Tod Williams Bille Tsien Associates was selected from 30 architects in 1997 for this project. The firm is best known for a townhouse it designed for Jerry Speyer, the real estate developer, on East 72nd Street, the Neurosciences Institute in La Jolla across the street from the Salk Institute, an expansion of the Phoenix Art Museum, and some buildings at the University of Virginia.
The 40-foot-wide, $21 million building now is free-standing but only until the expansion of the Museum of Modern Art is completed in a few years at which time MOMA structures will surround it.
The building's facade consists of panels, all different sizes, of cast tombasil, a whitish-bronze alloy that is used in the manufacture of boat propellers and other industrial objects. Most of the panels were poured in molds cast from smooth steel but others have been cast from molds of irregular concrete. An article by Raul Barrenche in the winter 2001-2 issue of "Folk Art," the museum's publication, quotes Billie Tsien as describing the panels as "a very moody material....We like how it will change during the course of the day, and that it's so mysterious."
In his December 14, 2001 article in The New York Times entitled "Fireside Intimacy for Folk Art Museum," Herbert Muchamps wrote that "This temple's giant 'doors' are two six-story trapezoidal walls," adding that "The walls splay outward, as if hinged, from a glazed, off-center seam that extends vertically across the facade." "A triangular form, inserted between the trapezoids, flares from the top of the seam to the roof line," he continued, adding that "The architects have acknowledged that the form created by the triangle atop the window is an etherealized humand hand."
While the abstraction of the hand may be lost on many pedestrians, they are sure to do double-takes as they pass by for the structure's facade is certainly definite and sculpturally quite subtle while also being very bold by New York City standards. For a short while during construction, the facade was even more spectacular before the panels were put in place, as shown by the photograph below.
The new 30,000-square-foot building has been a long time in the making.

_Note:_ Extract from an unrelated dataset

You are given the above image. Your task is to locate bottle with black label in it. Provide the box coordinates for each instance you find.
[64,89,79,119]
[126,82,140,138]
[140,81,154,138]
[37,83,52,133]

The museum acquired the land in 1979. It first opened on this street in 1963 when it was known as the Museum of Early American Folk Arts and rented about 1,000 square feet of space in a townhouse near MOMA. The museum eventually moved into a former carriage house on West 55th Street and then relocated to Two Lincoln Square near the Lincoln Center for the Performing Arts where it opened the Eva and Morris Feld Gallery. The museum is keeping the two Lincoln Square facility as additional exhibition space.
The inaugural exhibitions at the museum including selections from the Ralph Esmerian Collection, which has been given to the museum by Mr. Esmerian, a former president and the current chairman of the museum's board of trustees, and works by Henry Darger, an "outsider" artist who lived from 1892-1973 and is known for his fantasy landscapes populated by frolicking naked children.
The Esmerian collection has many very fine examples of "classic" American folk art such as weathervanes, painted chests, primitive paintings, carousel figures, decoys, quilts, frakturs, walking sticks, scrimshaw and sculptures.
There is an elevator in its new building although there probably should be more than one to alleviate waits. The coat check is in the basement where there is also an auditorium, a class room and a research library, and there is a very nice small cafe on a mezzanine that overlooks 53rd Street. A bookstore/gift shop has its own street entrance.
The institution's decision to create a "modern" museum deserves great praise and its design by Tod Williams Billie Tsien Associates is pretty sensational, a spectacular feat in New York.